Para a geóloga Sara Ferreira, de 28 anos, a ecoansiedade entrou no vocabulário no último ano, quando sentiu uma tensão no corpo ao dirigir. "Eu fui percebendo que o ato de dirigir um carro a partir de combustíveis fósseis estava me causando um dano físico”, lembra do período em que também passou a ter insônia.
Ao lidar com o assunto na terapia, Sara passou a observar a posição dela no quadro geral.
“Comecei a compreender que, querendo ou não, as minhas emissões são pequenas, e claro que com o montante de toda a sociedade influencia (as mudanças climáticas). Mas sou uma parcela ínfima”, reflete.
Foi quando adotou o ônibus, a bicicleta e a caminhada como alternativas sustentáveis de deslocamento, mas também se “libertou” da culpa por usar o carro.
Eu sei da ordem de grandeza do que estamos enfrentando, tento fazer a minha parte da melhor forma possível, conversar com pessoas sobre essas questões para, por meio do exemplo, tentar levar a modificações
Como cuidar da ecoansiedade?
Sara reconhece um “certo desespero” quando conversa sobre as consequências do desequilíbrio ambiental na vida da população. Contudo, tenta dosar as informações que consegue e pensar no que é possível fazer para a mudança no contexto dela.

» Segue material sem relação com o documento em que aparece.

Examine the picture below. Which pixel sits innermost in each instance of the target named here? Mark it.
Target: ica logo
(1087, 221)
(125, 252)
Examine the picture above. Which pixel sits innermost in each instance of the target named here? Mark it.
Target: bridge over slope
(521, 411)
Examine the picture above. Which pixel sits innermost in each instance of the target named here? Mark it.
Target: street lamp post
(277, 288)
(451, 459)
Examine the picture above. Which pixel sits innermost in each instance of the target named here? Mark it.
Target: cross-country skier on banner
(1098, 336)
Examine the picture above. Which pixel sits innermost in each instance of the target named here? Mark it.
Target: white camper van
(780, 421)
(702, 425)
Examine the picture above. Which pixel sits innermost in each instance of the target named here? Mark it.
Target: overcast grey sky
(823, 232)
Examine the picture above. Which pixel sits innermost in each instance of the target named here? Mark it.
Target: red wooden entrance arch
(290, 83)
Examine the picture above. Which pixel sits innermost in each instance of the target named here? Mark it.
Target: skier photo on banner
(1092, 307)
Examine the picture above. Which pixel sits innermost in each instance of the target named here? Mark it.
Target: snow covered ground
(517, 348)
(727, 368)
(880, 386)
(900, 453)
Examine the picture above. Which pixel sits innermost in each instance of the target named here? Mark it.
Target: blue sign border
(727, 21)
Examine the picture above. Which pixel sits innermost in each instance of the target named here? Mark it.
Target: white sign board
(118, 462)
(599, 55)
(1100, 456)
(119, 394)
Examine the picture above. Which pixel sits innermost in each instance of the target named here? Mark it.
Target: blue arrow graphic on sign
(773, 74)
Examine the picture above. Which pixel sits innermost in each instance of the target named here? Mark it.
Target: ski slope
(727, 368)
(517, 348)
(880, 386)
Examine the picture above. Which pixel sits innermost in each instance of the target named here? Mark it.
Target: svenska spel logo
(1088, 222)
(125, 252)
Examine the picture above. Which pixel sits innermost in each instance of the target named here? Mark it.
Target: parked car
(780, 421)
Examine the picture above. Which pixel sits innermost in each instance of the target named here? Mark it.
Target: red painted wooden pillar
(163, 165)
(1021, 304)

Essa conduta é a mais adequada, de acordo com a análise da psicóloga Cecília Alves. Estar exposto a imagens e informações sensíveis, como das tragédias climáticas, pode ser ainda mais perigoso para pessoas que já enfrentaram situações de muita dor e perdas.
Além disso, pensar o tempo todo sobre as incertezas, faz "a gente começa a funcionar de uma forma mais insegura e adoecida".
Esse modo é chamado “hipervigilante”.
É um modo de funcionamento que gasta muita energia para a gente ficar preocupado, atento, buscando certezas e proteção, extremamente desgastante e adoecedor se ativado constantemente
“Este estressor generalizado afeta profundamente parte primordial e animalesca dos seres humanos em sua conexão com o ambiente natural, perturbando os mecanismos de defesa individuais e contribuindo para o surgimento de quase todos os transtornos mentais, embora em níveis subclínicos”, incorpora Luísa ao debate.
Sara Ferreira tem uma certeza: os desastres climáticos vão ficar mais frequentes. "Nós temos de nos acostumar com isso, e é doloroso saber e enfrentar. Eu tento não ver o sofrimento das pessoas, mas sim ajudar como é possível", completa.
Por isso, Cecília recomenda a autopreservação e a filtragem das informações para evitar relatos distorcidos, imagens fortes e notícias falsas. "Precisamos também saber do nosso limite de saber o que está acontecendo. Se você quer e pode ajudar, isso é o melhor a se fazer nesse momento", pondera.